If you were advising Microsoft on this what would you suggest? I think that the obvious thing for them to do is exactly what they are doing - use a little bit of more or less standard XML in some products while trying to leverage market perception of their inevitable dominance in Office applications to force the open source community into following them down this road. If the openoffice.org people follow Microsoft's lead they'll consign themselves to a poor second place, and if they don't Microsoft can just reshuffle the deck and pretend the whole thing never happened.

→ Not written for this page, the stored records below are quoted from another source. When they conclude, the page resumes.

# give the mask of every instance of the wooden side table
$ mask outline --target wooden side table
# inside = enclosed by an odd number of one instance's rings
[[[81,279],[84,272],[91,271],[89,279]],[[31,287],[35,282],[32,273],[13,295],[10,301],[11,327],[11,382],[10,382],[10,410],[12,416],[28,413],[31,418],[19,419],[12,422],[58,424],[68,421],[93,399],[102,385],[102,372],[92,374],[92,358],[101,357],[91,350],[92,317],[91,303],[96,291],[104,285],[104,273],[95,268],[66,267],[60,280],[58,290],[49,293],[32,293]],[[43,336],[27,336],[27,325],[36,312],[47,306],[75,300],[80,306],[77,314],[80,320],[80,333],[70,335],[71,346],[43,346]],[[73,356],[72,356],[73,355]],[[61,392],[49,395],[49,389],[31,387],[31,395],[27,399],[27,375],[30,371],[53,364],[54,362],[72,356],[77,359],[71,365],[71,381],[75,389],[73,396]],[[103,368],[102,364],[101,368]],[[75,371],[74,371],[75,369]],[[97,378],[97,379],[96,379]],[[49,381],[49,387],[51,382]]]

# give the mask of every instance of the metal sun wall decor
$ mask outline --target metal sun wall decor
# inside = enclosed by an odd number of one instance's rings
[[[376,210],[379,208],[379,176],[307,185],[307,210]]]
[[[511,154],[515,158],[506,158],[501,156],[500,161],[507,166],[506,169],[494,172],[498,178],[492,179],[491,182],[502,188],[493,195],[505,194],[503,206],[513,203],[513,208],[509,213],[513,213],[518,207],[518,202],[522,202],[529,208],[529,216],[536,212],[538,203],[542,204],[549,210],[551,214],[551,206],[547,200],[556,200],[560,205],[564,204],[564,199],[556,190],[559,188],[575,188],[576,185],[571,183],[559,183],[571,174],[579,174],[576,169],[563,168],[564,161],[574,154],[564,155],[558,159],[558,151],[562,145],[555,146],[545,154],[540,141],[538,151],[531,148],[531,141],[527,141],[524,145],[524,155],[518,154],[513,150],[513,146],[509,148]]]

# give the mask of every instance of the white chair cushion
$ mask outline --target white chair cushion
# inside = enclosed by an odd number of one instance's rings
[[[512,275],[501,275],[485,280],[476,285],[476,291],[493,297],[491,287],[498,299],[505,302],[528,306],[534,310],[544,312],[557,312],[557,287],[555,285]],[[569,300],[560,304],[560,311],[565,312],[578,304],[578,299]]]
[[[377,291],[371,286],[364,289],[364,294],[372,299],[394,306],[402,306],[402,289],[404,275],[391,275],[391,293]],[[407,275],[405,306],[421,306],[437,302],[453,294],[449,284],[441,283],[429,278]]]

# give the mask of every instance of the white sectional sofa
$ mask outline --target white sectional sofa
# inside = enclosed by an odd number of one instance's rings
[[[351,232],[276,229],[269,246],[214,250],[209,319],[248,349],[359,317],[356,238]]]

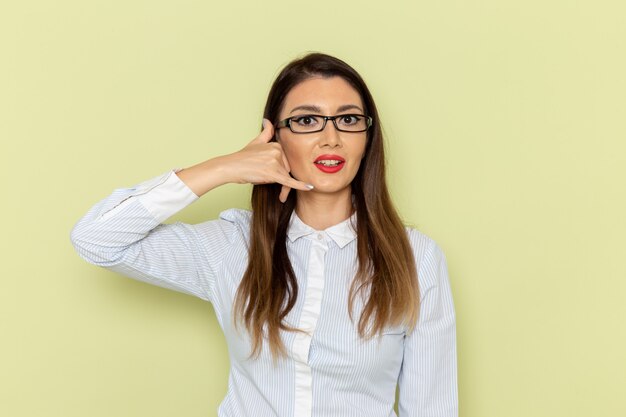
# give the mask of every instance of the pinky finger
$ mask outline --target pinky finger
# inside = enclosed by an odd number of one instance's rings
[[[289,196],[289,191],[291,191],[291,187],[287,185],[283,185],[281,187],[280,195],[278,196],[278,199],[280,200],[281,203],[284,203],[285,201],[287,201],[287,197]]]

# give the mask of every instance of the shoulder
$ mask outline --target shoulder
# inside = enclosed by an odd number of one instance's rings
[[[241,208],[230,208],[222,211],[219,218],[233,224],[249,226],[252,219],[252,211]]]
[[[201,241],[209,246],[245,244],[250,235],[249,210],[231,208],[222,211],[217,219],[184,226],[193,230]]]
[[[219,214],[218,221],[231,229],[232,235],[238,235],[247,241],[250,237],[252,211],[241,208],[230,208]]]
[[[412,226],[405,226],[415,256],[420,283],[427,287],[437,285],[437,271],[445,263],[445,255],[437,242]]]
[[[404,229],[416,255],[423,256],[430,252],[441,251],[437,242],[426,233],[412,226],[404,226]]]

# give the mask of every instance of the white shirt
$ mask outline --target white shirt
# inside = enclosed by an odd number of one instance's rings
[[[277,367],[267,342],[259,358],[248,360],[250,339],[245,327],[235,331],[231,309],[248,264],[251,212],[163,224],[199,198],[174,174],[179,170],[115,189],[76,223],[71,241],[87,262],[213,304],[231,365],[220,417],[395,416],[396,384],[400,417],[458,416],[455,311],[446,260],[431,238],[406,227],[418,266],[418,327],[388,328],[364,341],[357,332],[360,297],[355,322],[348,316],[356,213],[314,230],[294,211],[287,252],[299,294],[286,321],[309,334],[281,334],[289,357]]]

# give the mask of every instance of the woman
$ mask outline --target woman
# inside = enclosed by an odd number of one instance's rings
[[[162,224],[213,188],[252,210]],[[210,301],[228,343],[220,416],[456,416],[455,313],[444,255],[387,191],[372,96],[313,53],[275,80],[243,149],[96,204],[71,234],[90,263]]]

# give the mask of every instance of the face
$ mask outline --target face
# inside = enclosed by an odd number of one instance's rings
[[[359,93],[343,78],[315,77],[289,91],[278,120],[307,114],[337,116],[365,112]],[[308,122],[307,119],[302,121]],[[308,192],[338,193],[350,191],[365,153],[367,132],[340,132],[328,120],[321,132],[298,134],[284,127],[276,131],[276,138],[285,152],[292,176],[315,186]],[[335,168],[325,167],[316,163],[320,157],[345,162]]]

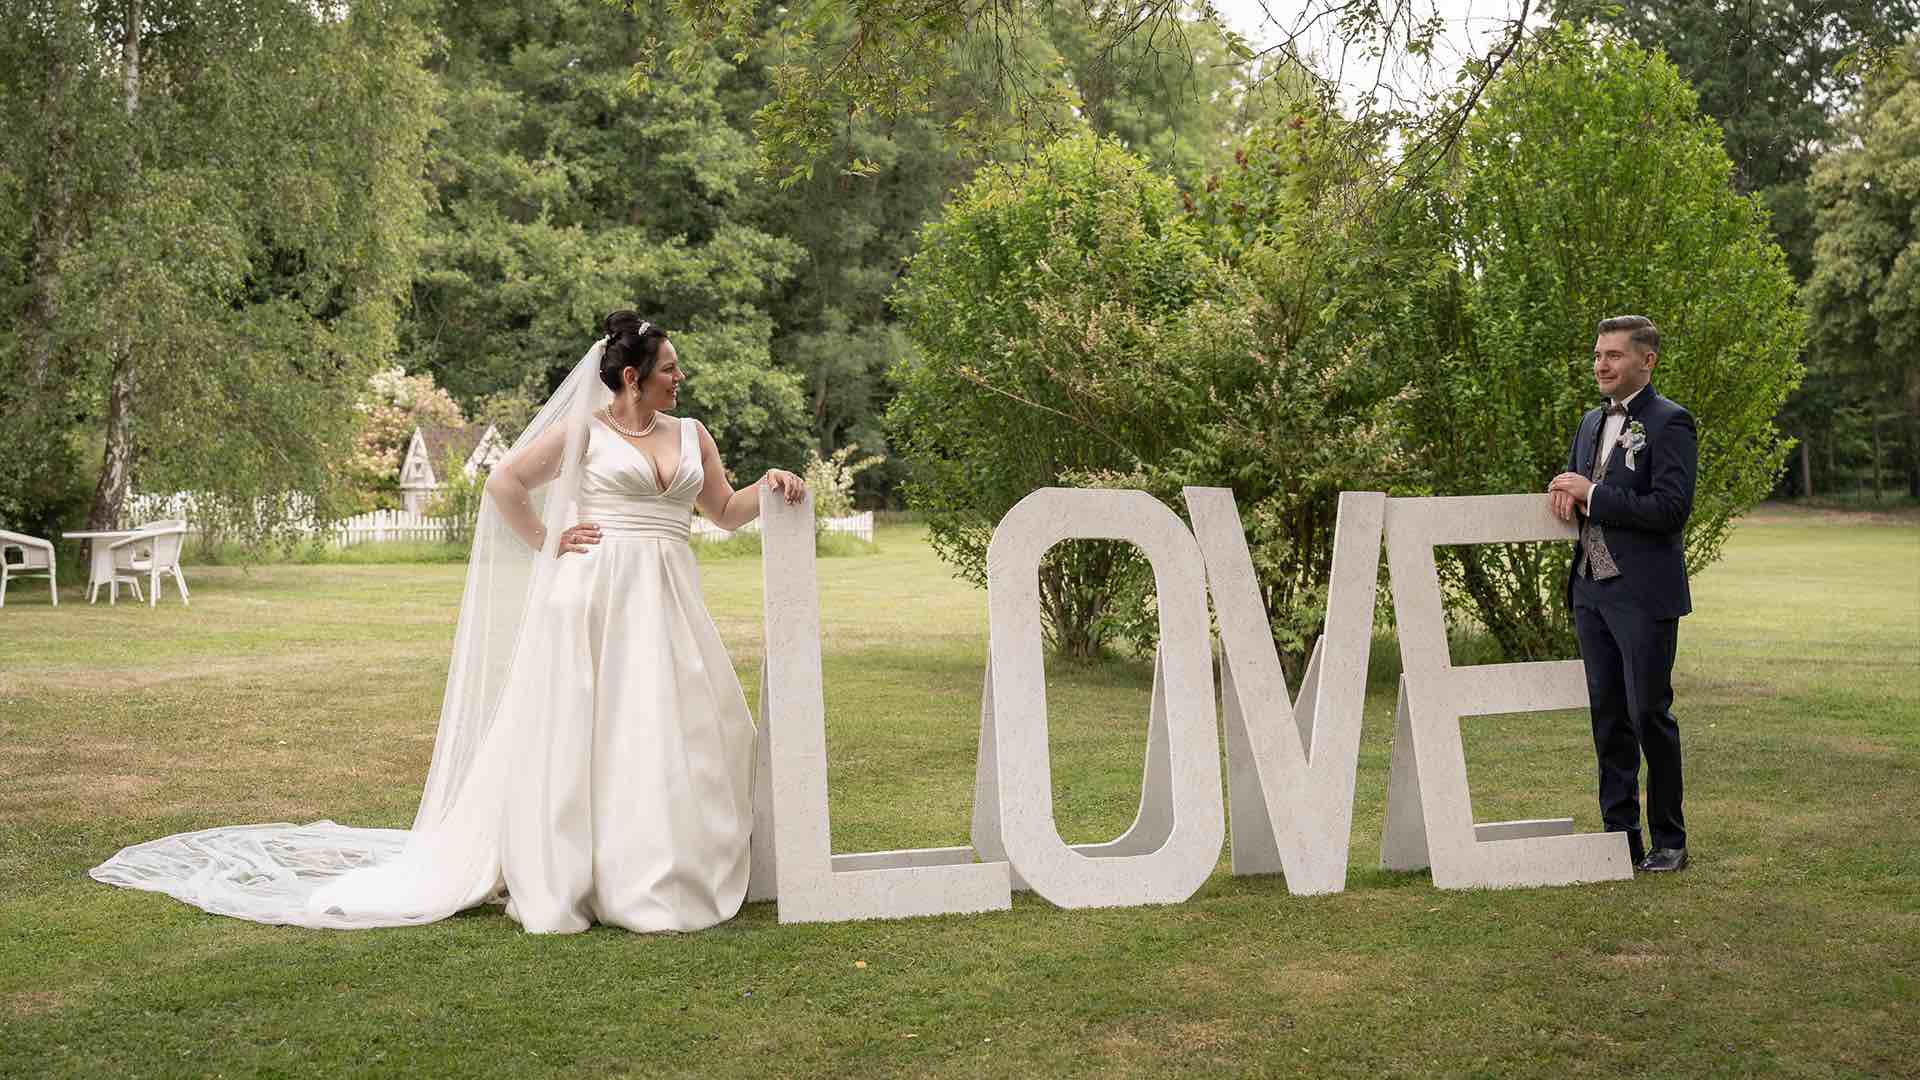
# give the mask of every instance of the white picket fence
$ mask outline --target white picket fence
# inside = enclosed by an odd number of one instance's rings
[[[151,514],[129,514],[130,521],[150,520]],[[315,528],[308,524],[298,527],[297,531],[312,534]],[[379,543],[389,540],[415,540],[438,542],[447,538],[445,518],[428,517],[425,514],[409,513],[405,510],[375,510],[357,517],[336,521],[332,527],[331,543],[334,547],[352,547],[355,544]],[[187,533],[200,535],[200,526],[187,519]]]
[[[337,548],[390,540],[434,542],[446,538],[447,519],[408,510],[374,510],[333,525],[333,546]]]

On the other hand, if you were advising the open source movement, what would you suggest? In my case, I'd suggest that trying to be a cheaper substitute for Microsoft Office is a losing strategy. In the long run people don't care about cheap; what they want are better options built around better ideas. That's why Linux has won the battle for hearts and minds in the Intel server arena - not because it's cheaper, but because it's better.
The necessary pieces are in place. The Liberty Alliance has defined a framework for document authentication, user identification, and access authorization that can be used with SAML now. The Unix smart display architecture offers organizations that need it highly secure document routing and control. Product sets like Cocoon point the way to secure, on the fly, document generation and delivery without imposing proprietory restrictions on the user's hardware or software.
One thing that's missing is an easily deployable format gateway. In firewall mode these gateways would translate all incoming Microsoft Office documents to Openoffice.org formats on the way in and optionally reverse that transformation on the way out, automatically handling any needed cryptographic functions and third party server calls in both directions.
In web server mode -like the TOM document conversion server at CMU- these would accept documents in one format and forward or return them in the alternative format -except that Microsoft Office formats would not be forwarded to addresses inside the organization.
Format gateways would let organizations with thousands of users participate in Microsoft document exchanges while using open source products internally and limiting their Microsoft exposure to a couple of racks used to offload conversion processing at the gateway.
Put these pieces together and what open source offers is a better option, thus making the real bottom line on Microsoft's use of XML in Office 1X a simple one: follow and lose, or continue to diverge and win by offering a smarter alternative that also happens to be cheaper.